Traditional ISP relies on manual algorithms. While AI-ISP is on the rise, existing open-source projects are either complex or lack documentation. Open-AISP emerged to address this, with a modular design that provides a complete end-to-end solution, lowering the learning barrier for beginners.

## Core Modules and Technical Approaches

### Raw Image Simulation Module
- Reverse processing pipeline: Convert RGB images back to the raw domain, supporting multiple sensor formats
- Gaussian-Poisson noise model: Simulate camera shot/read noise
- PSF degradation: Simulate lens optical blur and chromatic aberration

### Joint Denoising and Demosaicing Module (MF-JDD)
- Multi-frame denoising: Fuse multiple raw frames to improve signal-to-noise ratio
- Hardware noise estimation: Adaptive denoising based on gain calibration

### Modules Under Development
MF-HDR synthesis, AITM tone mapping, DiffIPE diffusion enhancement

## Project Progress and Effect Evidence

Raw simulation and MF-JDD modules have been completed:
- The Raw module supports sensor formats, noise modeling, and optical degradation
- MF-JDD, compared to OpenCV algorithms, preserves details and colors while denoising

The project uses Python3.11+ and MIT license, and is in the development stage.

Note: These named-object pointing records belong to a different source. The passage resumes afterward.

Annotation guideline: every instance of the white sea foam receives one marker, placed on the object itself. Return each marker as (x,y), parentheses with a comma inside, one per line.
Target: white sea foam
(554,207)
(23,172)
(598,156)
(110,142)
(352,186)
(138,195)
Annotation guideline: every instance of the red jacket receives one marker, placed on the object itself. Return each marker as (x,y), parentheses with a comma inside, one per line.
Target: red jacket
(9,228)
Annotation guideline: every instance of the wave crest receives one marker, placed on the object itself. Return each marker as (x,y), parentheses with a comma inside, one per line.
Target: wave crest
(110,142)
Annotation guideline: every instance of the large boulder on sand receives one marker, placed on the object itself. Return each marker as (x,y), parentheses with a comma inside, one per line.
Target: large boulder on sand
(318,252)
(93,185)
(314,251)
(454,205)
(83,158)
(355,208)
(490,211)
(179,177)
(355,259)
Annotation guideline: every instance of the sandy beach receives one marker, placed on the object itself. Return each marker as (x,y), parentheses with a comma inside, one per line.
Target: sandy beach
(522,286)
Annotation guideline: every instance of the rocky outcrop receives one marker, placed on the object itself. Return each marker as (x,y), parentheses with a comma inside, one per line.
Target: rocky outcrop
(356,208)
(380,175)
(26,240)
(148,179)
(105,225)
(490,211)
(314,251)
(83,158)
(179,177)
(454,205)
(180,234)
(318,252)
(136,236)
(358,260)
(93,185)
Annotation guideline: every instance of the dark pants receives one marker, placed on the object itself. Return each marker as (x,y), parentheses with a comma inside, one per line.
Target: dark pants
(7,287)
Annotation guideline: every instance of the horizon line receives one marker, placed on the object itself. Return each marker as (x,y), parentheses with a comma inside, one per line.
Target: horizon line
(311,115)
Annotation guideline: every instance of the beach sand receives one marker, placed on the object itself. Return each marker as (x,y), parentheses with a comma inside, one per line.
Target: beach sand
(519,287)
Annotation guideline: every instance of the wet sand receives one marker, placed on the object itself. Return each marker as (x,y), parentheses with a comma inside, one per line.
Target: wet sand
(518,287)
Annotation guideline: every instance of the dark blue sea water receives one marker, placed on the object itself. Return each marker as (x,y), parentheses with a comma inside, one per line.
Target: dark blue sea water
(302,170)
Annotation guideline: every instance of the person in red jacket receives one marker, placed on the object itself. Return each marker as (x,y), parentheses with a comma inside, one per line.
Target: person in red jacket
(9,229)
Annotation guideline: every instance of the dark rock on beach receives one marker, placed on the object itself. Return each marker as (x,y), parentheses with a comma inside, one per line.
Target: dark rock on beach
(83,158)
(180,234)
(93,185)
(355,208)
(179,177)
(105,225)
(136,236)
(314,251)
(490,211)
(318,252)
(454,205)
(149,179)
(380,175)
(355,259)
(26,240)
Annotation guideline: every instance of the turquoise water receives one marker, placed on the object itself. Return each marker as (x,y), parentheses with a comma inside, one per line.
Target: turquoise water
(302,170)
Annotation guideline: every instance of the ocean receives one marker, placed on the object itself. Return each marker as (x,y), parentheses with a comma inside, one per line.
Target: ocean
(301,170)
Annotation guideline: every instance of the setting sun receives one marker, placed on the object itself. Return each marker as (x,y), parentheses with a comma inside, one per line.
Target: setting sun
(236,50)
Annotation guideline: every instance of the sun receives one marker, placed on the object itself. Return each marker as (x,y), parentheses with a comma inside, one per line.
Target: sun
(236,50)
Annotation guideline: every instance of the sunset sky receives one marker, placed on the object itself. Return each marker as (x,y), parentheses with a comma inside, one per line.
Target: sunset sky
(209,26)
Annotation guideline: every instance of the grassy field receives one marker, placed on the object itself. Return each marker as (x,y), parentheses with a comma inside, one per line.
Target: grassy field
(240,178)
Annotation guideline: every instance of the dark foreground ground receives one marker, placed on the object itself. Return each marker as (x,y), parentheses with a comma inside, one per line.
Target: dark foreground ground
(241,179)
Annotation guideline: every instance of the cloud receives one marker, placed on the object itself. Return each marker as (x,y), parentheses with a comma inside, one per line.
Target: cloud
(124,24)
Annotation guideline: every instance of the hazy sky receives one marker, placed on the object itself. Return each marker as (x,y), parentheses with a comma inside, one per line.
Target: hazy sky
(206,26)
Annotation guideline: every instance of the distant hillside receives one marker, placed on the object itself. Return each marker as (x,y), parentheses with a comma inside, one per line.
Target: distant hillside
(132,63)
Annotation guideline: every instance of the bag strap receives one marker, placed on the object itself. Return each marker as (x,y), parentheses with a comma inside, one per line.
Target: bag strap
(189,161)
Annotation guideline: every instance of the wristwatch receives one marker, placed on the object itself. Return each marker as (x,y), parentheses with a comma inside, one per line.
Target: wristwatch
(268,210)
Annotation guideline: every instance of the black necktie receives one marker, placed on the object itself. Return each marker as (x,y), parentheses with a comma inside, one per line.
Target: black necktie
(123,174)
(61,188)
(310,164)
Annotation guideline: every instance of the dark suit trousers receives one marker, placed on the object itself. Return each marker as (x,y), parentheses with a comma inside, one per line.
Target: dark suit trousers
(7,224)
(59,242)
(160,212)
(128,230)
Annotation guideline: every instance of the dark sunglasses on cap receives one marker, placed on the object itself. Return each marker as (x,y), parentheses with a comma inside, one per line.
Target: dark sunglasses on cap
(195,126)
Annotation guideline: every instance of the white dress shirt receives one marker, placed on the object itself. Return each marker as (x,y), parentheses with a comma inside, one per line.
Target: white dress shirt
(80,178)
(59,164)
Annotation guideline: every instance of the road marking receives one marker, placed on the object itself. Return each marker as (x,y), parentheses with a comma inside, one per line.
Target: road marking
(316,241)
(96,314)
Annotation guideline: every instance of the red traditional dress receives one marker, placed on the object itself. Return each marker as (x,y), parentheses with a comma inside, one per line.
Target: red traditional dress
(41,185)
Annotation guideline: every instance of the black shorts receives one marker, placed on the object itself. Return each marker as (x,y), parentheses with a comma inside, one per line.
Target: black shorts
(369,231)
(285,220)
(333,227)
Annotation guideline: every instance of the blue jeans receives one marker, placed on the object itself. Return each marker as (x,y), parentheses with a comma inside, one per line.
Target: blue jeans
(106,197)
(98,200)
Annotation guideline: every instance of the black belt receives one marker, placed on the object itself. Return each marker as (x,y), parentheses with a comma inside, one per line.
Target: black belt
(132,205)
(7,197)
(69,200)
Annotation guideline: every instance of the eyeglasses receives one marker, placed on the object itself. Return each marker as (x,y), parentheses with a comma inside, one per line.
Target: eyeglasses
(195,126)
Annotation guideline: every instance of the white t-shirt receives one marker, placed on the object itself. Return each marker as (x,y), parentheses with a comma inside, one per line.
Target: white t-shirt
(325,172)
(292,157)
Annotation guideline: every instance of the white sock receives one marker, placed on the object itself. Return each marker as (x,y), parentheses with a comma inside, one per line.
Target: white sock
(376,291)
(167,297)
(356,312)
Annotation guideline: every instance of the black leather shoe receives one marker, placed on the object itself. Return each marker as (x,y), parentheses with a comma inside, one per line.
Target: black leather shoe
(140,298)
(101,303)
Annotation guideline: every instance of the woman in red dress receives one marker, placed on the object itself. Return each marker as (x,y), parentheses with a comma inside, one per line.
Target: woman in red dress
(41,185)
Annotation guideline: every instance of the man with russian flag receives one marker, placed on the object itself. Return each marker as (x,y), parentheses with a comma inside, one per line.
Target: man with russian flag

## Learning Value and Application Scenarios

#### Learning Value
Understand raw characteristics, deep learning applications, multi-frame fusion, and pipeline construction

#### Application Scenarios
Mobile photography enhancement, low-light recovery, computational photography research, CV preprocessing

## Roadmap and Future Plans

Under development:
- Multi-frame alignment and registration
- MF-HDR synthesis
- AITM tone mapping
- DiffIPE diffusion enhancement
Subsequent versions will be released gradually.

## Conclusion: Filling the Gap in Entry-Level AI-ISP Tools

Open-AISP fills the gap in entry-level open-source tools. Its modular design and documentation provide a clear learning path, and it is expected to become an important resource for AI-ISP education and research.